Maybe it was overshadowed by Cisco's UCS event, maybe the IBM/Sun mashup cast too large a shadow, ot maybe it's just because the whole SSD story is running out of gas, seeing as how nearly every array manufacturer offers them.
Except 3PAR. Yes, 3PAR will have SSDs someday. We are working with them, but are not in any rush to be a me too player. No, we aren't intimidated at all by EMC, the leading company in our industry and a tough competitor, and their large scale efforts to promote SSDs as the next great technology. SSDs have some terrific characteristics - especially low power consumption - which is something 3PAR works very hard on. In fact, the biggest advantage we see with SSD technology is reduced energy consumption - something we are very proud of with all our products.
But SSD performance doesn't make us flinch. Whether its for Oracle or SQL Server databases, media streaming, large Exchange installations or any mix of applications running concurrently on a VMware machine.

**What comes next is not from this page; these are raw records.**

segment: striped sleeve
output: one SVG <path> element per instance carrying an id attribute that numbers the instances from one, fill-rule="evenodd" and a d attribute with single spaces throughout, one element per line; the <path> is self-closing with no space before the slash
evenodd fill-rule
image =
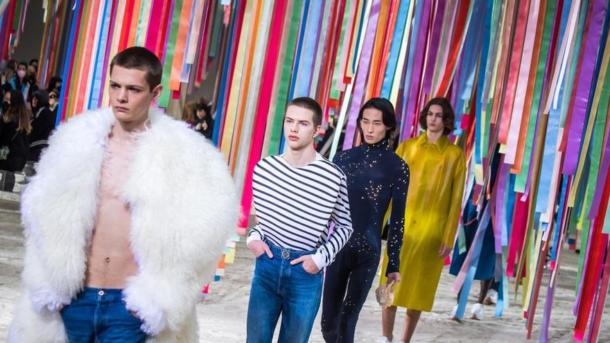
<path id="1" fill-rule="evenodd" d="M 349 214 L 349 200 L 347 198 L 347 183 L 342 173 L 339 194 L 331 215 L 331 220 L 335 224 L 333 233 L 329 237 L 328 241 L 317 248 L 317 251 L 311 256 L 319 269 L 322 269 L 333 262 L 335 256 L 343 248 L 354 231 Z"/>

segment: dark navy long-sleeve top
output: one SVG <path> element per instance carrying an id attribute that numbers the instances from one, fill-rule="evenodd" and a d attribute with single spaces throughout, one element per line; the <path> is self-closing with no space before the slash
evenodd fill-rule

The reason is our industry leading wide striping. 3PAR InServ customers typically stripe their data across hundreds of disk drives, which means disk drive queues are short and contention problems are minimal. We have a software product called System Tuner to address situations in the unlikely event disk contention causes problems - and we have hardly sold any of it because customers rarely need it.
Most people know 3PAR for our industry leading thin provisioning and we have benefited a great deal from the fact that most other array companies offer it. There is a big difference between technologies that begin life as core architectures - as opposed to being bolt-on afterthoughts. Unfortunately for us, only a few competitors have developed "me too" wide striping features, which makes it more difficult for us to get the word out on it.
Performance is always an issue and sometimes old architectures have problems delivering it. Rather than re-architecting their systems to get wide striping performance, EMC (and now others) added SSDs. There's no question that implementing SSDs was a shorter path to high performance for them, but everything has it's trade offs, such as the initial high cost when technologies are new and extending designs with weaknesses, such as outdated storage provisioning methods.
Next to 3PAR's, the best wide striping implementations belong to XIV and Oracle's Exadata. XIV's implementation lacks high performance drives and the ability to scale to a large number of drives. Exadata does a good job with wide striping, but its a niche product and is pretty much useless for the mixed workload environments that most customers have.
3PAR InServ arrays may be the only viable way to get wide striping performance and scalability. That makes us different than everybody else. Our next-generation capacity saving Thin Provisioning does too, but the rest of the industry tries to make THAT issue a little less obvious.